Well, that depends greatly on what you’re looking to adhere. For example, specialist wood glue is obviously going to be the best choice for wood glue, right? Well, both super glue and gorilla glue can adhere to a wide range of surfaces. That being said, just because they can both be used on all of these surfaces doesn’t mean that they can be used with equal amount of efficacy.
For example, while you can use both super glue and gorilla glue on plastics, the latter has a clear advantage. While super glue is able to adhere to the surface quickly, it doesn’t have the same degree of staying power here as does your average tube of gorilla glue. What’s more, super glue isn’t designed to adhere to smooth surfaces such as glass, whereas gorilla glue does. On the other hand, gorilla glue can be slower to dry, and, as we’ll see below, there are some safety concerns.
Head to Head Safety vs. Hazards
As with any product, there are drawbacks to both gorilla glue and super glue, with safety hazards being among the most eye-catching. When dealing with something so powerful, the last thing you want is to use it incorrectly and wind up with a body part immovably adhered to another surface, or to get sick from breathing in noxious fumes.

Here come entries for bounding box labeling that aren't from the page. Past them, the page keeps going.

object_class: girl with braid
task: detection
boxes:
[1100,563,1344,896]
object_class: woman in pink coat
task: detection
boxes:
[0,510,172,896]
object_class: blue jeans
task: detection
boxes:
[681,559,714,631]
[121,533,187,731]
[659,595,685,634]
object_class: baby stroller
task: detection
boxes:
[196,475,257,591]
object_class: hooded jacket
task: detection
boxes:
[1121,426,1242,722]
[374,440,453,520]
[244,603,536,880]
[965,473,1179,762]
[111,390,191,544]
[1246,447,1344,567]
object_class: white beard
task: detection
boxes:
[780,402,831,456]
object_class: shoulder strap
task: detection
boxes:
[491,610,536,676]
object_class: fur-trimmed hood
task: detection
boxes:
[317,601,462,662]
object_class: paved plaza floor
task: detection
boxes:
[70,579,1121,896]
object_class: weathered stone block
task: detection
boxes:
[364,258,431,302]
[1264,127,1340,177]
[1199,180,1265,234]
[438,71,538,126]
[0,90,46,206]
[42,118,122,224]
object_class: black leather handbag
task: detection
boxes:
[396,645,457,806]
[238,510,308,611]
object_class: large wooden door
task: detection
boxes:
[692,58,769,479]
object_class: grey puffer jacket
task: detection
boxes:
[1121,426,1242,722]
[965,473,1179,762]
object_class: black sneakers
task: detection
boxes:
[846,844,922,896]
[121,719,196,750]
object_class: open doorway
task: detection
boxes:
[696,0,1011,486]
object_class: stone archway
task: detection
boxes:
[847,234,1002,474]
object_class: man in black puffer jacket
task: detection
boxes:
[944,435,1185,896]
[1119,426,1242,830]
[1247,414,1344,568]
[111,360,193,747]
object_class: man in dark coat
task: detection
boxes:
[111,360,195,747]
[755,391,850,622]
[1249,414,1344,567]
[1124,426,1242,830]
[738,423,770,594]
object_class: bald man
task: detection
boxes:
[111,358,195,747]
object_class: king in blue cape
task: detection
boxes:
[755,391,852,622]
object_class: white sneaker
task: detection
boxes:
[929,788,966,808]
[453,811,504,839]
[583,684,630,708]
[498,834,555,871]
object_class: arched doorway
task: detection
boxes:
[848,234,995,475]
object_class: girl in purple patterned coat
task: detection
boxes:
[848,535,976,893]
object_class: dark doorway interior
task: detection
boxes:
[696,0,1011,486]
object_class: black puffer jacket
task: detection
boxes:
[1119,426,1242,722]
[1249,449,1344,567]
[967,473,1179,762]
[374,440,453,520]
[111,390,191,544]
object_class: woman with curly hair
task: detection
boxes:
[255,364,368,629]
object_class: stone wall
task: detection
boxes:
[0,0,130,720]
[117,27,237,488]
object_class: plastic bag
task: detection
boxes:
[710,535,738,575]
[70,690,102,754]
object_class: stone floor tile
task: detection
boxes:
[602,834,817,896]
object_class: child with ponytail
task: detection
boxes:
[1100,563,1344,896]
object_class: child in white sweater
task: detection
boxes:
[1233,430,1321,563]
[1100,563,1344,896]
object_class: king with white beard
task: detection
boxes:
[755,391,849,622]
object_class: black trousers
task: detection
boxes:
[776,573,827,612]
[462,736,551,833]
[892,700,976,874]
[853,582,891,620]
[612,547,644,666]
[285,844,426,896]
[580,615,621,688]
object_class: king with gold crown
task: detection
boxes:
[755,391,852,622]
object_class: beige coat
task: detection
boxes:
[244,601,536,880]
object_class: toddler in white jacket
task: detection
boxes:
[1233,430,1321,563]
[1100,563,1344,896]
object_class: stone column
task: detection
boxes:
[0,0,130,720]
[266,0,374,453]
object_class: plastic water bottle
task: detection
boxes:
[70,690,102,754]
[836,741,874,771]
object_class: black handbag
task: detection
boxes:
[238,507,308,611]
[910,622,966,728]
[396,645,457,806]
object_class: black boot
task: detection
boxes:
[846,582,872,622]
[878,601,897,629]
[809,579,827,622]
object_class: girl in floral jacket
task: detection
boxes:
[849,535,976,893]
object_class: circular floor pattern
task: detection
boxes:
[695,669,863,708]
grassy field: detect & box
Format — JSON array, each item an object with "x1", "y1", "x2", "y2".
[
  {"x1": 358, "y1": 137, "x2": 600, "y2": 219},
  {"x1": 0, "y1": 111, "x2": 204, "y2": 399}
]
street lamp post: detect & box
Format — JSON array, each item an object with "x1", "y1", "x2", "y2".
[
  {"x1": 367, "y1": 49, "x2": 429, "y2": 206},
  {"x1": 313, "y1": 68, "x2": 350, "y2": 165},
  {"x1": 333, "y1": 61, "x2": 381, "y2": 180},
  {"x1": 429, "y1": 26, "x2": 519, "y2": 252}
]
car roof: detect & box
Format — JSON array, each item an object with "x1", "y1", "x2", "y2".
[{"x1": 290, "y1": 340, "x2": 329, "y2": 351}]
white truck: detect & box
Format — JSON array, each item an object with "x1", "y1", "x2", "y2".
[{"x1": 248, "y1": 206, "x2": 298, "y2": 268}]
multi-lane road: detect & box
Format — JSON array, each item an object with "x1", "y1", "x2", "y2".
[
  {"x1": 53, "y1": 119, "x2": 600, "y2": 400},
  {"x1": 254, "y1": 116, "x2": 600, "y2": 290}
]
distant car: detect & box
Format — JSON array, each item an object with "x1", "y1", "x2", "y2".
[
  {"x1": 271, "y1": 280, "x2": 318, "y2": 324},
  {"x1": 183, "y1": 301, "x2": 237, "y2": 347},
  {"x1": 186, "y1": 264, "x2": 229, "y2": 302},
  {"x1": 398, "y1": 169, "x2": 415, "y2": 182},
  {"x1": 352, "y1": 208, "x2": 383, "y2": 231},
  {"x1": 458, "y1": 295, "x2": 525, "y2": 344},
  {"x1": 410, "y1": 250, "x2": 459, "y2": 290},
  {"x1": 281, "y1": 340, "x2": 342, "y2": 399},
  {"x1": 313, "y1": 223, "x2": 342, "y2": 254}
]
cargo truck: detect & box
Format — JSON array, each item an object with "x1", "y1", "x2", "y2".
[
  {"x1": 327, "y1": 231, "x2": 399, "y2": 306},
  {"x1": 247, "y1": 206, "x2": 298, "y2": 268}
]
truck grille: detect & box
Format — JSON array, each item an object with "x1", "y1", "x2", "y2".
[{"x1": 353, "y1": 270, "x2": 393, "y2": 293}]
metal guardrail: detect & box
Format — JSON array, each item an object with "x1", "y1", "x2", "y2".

Both of these are genuine concerns with gorilla glue and super glue, and while the former is mostly due to user negligence, the latter is another area in which we can fairly compare these two options.
So, how do these two glue options stack up when it comes to toxicity vs. safety?
Of the two, super glue is often seen as the slightly safer product. As long as you use the glue in a well-ventilated area, are careful to keep it away from your eyes, and don’t allow the glue to touch your skin or any other part of your body, it should be safe.
Gorilla glue, by contrast, can be a little dicier. As with super glue, as long as you use it with care, you should be fine. Even so, gorilla glue poses a greater health risk given the fact that inhalation of the fumes can lead to damage done to your respiratory system. There are also reports of gorilla glue being potentially toxic for pets, though needless to say you shouldn’t be putting your pets in a position where they could accidentally ingest super glue or gorilla glue anyway.
As stated, that depends on what you’re trying to achieve. If you’re looking for a product that glues faster and is a bit more established, super glue is a good bet. If you’re looking to glue something smooth like glass or plastic and protect against the potential safety hazards, gorilla glue can be a great option.